Bei der Reisefotografie sind Schiffsthemen mit die schwersten. Die Autoren sind in diesem Genre seit gut zehn Jahren tätig. Sie reisen zu Plätzen in der Antarktis oder Arktis, die nur mit Schiffen erreichbar sind, und nehmen die Gruppenreisen dafür zwischenzeitlich gern in Kauf. Sonst sind sie eher zu zweit als Einzelgänger, Eigenbrödler mit Wohnmobil, Campingbus oder Geländewagen und Zelt unterwegs, die immer dann beim besten Licht hinter Stativ und Kamera stehen, wenn "normale" Hotelgäste frühstücken oder zu Abend essen.
Bildern vom Schiff aus auf die Landschaft fehlen meist zwei bis drei der genannten Gründe, man hat halt nur Wasser und Hintergrund. Der gute Grund zum Auslösen fehlt eigentlich. Dennoch macht man es, weil es ebenhalt nicht anders geht...
Es geht aber auch anders. Da hilft manchmal schon ein Crashkurs in Reisefotografie – und natürlich die Gelegenheit, an den tollen Plätzen wie etwa an der Antarktis und in der Arktis fotografieren zu können. Plätze zu denen ich heute eher nur sporadisch komme. An einem solchen Crashkurs und seinen sehenswerten Ergebnissen möchten wir die Leser dieses Fototipps teilhaben lassen.

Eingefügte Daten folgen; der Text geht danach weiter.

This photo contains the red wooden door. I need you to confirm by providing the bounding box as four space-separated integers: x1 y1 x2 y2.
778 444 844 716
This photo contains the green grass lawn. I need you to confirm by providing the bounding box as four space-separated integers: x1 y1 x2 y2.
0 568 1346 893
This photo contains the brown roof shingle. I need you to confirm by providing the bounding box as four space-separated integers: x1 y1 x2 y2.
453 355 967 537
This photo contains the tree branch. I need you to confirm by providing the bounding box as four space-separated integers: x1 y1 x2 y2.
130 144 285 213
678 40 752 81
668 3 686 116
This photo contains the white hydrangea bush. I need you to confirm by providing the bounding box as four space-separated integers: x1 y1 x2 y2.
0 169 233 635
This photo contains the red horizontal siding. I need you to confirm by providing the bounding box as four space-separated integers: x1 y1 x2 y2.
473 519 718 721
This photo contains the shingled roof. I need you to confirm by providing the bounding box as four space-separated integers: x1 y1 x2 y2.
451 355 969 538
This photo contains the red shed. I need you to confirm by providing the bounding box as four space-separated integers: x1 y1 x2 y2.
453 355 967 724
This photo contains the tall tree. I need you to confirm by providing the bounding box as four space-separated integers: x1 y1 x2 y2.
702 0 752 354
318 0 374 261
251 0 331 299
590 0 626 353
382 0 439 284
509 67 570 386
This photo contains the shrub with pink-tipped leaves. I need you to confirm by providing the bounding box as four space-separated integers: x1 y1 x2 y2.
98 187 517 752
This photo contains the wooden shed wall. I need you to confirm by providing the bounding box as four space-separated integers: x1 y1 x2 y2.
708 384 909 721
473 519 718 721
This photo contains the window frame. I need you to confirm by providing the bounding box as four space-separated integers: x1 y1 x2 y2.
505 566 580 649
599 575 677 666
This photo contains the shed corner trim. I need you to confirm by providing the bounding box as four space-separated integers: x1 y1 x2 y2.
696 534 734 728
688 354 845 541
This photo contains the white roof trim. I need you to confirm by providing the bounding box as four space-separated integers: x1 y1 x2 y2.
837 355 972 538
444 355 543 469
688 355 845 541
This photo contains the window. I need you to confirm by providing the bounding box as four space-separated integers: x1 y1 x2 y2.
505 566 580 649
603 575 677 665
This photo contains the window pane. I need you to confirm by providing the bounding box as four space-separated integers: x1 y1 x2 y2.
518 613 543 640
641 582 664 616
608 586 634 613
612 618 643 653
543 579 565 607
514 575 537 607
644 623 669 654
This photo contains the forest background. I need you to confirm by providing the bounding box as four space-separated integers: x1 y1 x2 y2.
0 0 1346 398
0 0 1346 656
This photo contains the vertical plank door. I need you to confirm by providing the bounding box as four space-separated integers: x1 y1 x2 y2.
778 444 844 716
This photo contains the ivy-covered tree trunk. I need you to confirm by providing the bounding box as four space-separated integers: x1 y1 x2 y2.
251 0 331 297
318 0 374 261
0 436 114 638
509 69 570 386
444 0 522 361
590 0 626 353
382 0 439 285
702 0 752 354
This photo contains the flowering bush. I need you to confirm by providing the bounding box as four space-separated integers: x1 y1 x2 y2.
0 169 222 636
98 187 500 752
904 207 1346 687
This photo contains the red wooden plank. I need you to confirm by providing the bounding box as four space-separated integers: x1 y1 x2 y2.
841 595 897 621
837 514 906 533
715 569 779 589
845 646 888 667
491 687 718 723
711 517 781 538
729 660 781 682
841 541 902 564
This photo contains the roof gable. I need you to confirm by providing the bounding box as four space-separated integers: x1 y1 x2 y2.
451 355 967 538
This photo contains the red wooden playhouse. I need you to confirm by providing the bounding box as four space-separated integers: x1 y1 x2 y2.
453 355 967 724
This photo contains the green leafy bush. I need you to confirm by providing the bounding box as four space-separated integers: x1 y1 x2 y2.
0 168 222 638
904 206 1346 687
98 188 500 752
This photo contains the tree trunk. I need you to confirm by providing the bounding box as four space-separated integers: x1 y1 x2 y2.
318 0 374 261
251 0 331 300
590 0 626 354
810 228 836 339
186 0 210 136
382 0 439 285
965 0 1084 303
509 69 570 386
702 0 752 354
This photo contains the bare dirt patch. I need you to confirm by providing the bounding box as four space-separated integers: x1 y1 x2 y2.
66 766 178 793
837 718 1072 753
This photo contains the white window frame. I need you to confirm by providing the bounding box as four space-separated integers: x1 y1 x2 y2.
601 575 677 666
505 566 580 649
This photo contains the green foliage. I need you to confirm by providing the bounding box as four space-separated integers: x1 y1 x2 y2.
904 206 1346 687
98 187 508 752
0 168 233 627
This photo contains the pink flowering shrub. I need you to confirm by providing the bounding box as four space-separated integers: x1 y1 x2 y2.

Wenn gar nichts mehr geht, die Landschaft uns schier überwältigt und das Hauptmotiv sich nicht eingrenzen oder mit Nebenmotiven umgeben lässt, weil es vielleicht zu weit weg ist, hilft nur noch jede Menge Tele. Und dabei dann nur das Hauptmotiv groß herausstellen. Was im Bild 1 mit Beschnitt geschafft wurde, hier gleich mit dem Tele machen. Doch Vorsicht, Schiffe sind eine instabile Fotoplattform. Ein Stativ kann man wegen der Vibration der Maschinen nicht aufstellen, auch nicht die Kamera auf der Reling aufstützen. Also muss man die Verschlusszeit erhöhen. An Land gilt die Formel Verschlusszeit gleich 1/Objektivbrennweite für die hinreichend scharfe Aufnahme aus freier Hand. Also bei einem 200-mm-Tele wären das (bezogen auf Kleinbild) 1/250 s. Auf dem Schiff sollte man bei ruhiger See eine Zeitstufe (=1/500 s) und bei Wind gleich zwei (= 1/1.000 s) kürzer einstellen. Gut, wenn man jetzt einen Bildstabilisator hat, dann kann man scharfe Aufnahmen schon bei der gewohnten 1/250 s bekommen.
Fazit: Die "Vier-Gründe-Regel" sollte zum Nachdenken über das Motiv und seine Bildwerdung und Bildwirkung anregen. Fotografieren heißt nicht draufhalten, sondern ist ein kreativer Prozess – erst denken, dann auslösen. Ein Foto, das Bauch und Kopf gleichermaßen anspricht, entsteht fast nie durch Zufall. Außerdem gelten auf dem schwankenden Deck etwas andere Regeln für die Belichtungszeit. Eine kurze Belichtung hilft gegen Verwackeln. Hier sollte man auf alle Fälle überprüfen, was die Kamera-Automatik eigentlich so macht.